« La veuve et le guide religieux » de germain zambli bi : La face mélanique de la dévotion
‘’Un coup de téléphone inattendu vint l’arracher à ses réflexions’’ (Page 167), le cou d’un astre attendu vient nous ensevelir dans d’infinies réflexions ; il est doux, lumineux et surtout ferme ce bleuissement de la lune. Fixée sur la frimousse du ciel, la lune fait la loi en dégageant nettement les nuages bleuâtres. Bleu, et encore du bleu, puis un lieu saint symbole de douceur et de grâce .Juste en face une femme de noir vêtue avec un sourire éblouissant. Sourit-elle à l’existence ?
Cette femme, assurément « la veuve », a visiblement au dessus d’elle un homme, vraisemblablement un imam. Plutôt un imam ‘’choco’’ pour parler comme l’auteur ; il doit être « le guide religieux ». Disons que cette page de la première page de couverture dont la couleur bleue assure la maestria donne comme du baume à l’esprit, en raison de la douceur qui s’en dégage. Par ailleurs, ce regard ferme et infaillible de notre imam et ce sourire un peu naïf de la veuve portent à réflexion. Germain Zamblé Bi, signe ici son deuxième recueil de nouvelles : « La veuve et le guide religieux ». Ainsi, après le fameux Le cure –dent ‘’gouro’’, il fait une incursion dans l’univers de la connaissance dans sa double dimension spirituelle et intellectuelle.
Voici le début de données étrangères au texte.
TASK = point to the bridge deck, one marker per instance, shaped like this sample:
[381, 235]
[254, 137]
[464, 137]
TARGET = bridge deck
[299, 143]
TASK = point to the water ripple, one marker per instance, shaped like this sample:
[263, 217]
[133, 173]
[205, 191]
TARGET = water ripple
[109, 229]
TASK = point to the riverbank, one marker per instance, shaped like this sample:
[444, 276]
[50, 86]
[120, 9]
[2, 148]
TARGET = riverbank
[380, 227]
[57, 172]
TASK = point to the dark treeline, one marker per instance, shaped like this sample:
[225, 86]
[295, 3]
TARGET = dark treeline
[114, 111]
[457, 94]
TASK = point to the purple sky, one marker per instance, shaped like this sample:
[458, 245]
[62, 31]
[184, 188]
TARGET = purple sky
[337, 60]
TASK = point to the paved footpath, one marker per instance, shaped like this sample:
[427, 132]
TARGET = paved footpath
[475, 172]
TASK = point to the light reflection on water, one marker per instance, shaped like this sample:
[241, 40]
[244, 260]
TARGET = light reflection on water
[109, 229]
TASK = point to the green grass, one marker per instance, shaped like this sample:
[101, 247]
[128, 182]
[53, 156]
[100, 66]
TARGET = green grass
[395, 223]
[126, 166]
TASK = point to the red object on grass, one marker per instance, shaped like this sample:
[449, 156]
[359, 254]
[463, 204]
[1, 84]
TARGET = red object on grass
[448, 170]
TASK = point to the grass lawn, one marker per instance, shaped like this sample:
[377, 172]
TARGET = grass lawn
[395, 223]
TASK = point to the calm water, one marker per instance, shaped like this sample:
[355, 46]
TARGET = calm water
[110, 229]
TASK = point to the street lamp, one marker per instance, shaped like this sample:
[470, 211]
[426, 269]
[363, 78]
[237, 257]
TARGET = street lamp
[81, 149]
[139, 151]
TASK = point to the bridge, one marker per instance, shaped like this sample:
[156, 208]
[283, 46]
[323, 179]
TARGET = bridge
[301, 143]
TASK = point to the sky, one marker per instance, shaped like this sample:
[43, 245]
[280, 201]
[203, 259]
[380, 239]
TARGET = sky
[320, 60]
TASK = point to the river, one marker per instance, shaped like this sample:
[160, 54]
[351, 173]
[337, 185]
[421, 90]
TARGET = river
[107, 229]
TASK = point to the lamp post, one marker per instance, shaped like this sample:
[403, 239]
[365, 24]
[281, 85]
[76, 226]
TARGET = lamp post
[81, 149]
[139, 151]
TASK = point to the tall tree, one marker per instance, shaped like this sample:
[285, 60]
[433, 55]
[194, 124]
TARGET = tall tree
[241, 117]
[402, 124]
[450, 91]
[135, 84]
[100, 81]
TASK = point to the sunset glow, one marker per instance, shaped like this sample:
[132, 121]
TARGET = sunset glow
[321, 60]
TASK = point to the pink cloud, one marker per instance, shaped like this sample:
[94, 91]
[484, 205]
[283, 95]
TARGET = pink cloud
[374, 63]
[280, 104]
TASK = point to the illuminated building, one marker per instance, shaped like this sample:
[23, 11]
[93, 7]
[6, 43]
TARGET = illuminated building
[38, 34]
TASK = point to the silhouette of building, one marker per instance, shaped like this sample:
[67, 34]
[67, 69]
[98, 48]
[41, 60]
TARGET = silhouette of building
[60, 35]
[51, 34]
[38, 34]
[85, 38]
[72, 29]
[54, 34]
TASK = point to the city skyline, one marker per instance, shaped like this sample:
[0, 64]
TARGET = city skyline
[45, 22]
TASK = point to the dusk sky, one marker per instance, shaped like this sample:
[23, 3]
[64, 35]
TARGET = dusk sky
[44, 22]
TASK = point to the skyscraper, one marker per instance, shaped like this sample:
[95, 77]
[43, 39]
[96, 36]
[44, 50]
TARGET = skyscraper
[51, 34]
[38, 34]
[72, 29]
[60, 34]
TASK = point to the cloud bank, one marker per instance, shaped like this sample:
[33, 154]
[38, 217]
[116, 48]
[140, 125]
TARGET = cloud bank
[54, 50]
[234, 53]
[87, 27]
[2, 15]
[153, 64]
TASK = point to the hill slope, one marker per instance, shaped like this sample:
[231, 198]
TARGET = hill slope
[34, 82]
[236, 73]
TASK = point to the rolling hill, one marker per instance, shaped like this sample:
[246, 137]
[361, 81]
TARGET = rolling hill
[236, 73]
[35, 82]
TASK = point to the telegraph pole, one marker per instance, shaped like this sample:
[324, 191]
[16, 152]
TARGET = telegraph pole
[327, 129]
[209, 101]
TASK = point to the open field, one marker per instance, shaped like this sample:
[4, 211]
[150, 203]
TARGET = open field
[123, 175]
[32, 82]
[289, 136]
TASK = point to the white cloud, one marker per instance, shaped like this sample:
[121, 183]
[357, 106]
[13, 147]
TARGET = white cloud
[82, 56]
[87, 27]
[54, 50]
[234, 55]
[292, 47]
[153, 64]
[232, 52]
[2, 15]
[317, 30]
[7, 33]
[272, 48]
‘’ Madame KEITA était une veuve pas comme les autres’’ (Page 9). Tels sont les premiers jets de mots de notre première nouvelle dont le titre est connu. Cette première phrase nous renvoie à la dame souriante sur notre première de couverture. En effet, on pourrait comprendre ce sourire de cette veuve, car elle n’est pas comme les autres veuves qui dans ces circonstances seraient plutôt sombres. Qu’est-ce-qui expliquerait donc cet état de fait ? Bon suivi d’un guide religieux ? La suite des lettres empreintes de maximes nous blanchira les idées. En effet, cette dame, veuve par la force de la route (l’époux étant mort dans un accident de la circulation), se retrouve avec des bambins à éduquer seule. Certes, les finances ne lui faisaient pas la moue, mais elle restait quand même anxieuse. Anxieuse et perturbée par un guide religieux qui n’abdique jamais. Cette séparation brusque et douloureuse avec son cher époux, ne l’empêchera pas de s’ouvrir à nouveau à l’amour. Tel est le sens de son sourire. Chant funeste du destin ? Amour interdit ? Le malheur va encore frapper, mais notre guide religieux n’entend pas abandonner.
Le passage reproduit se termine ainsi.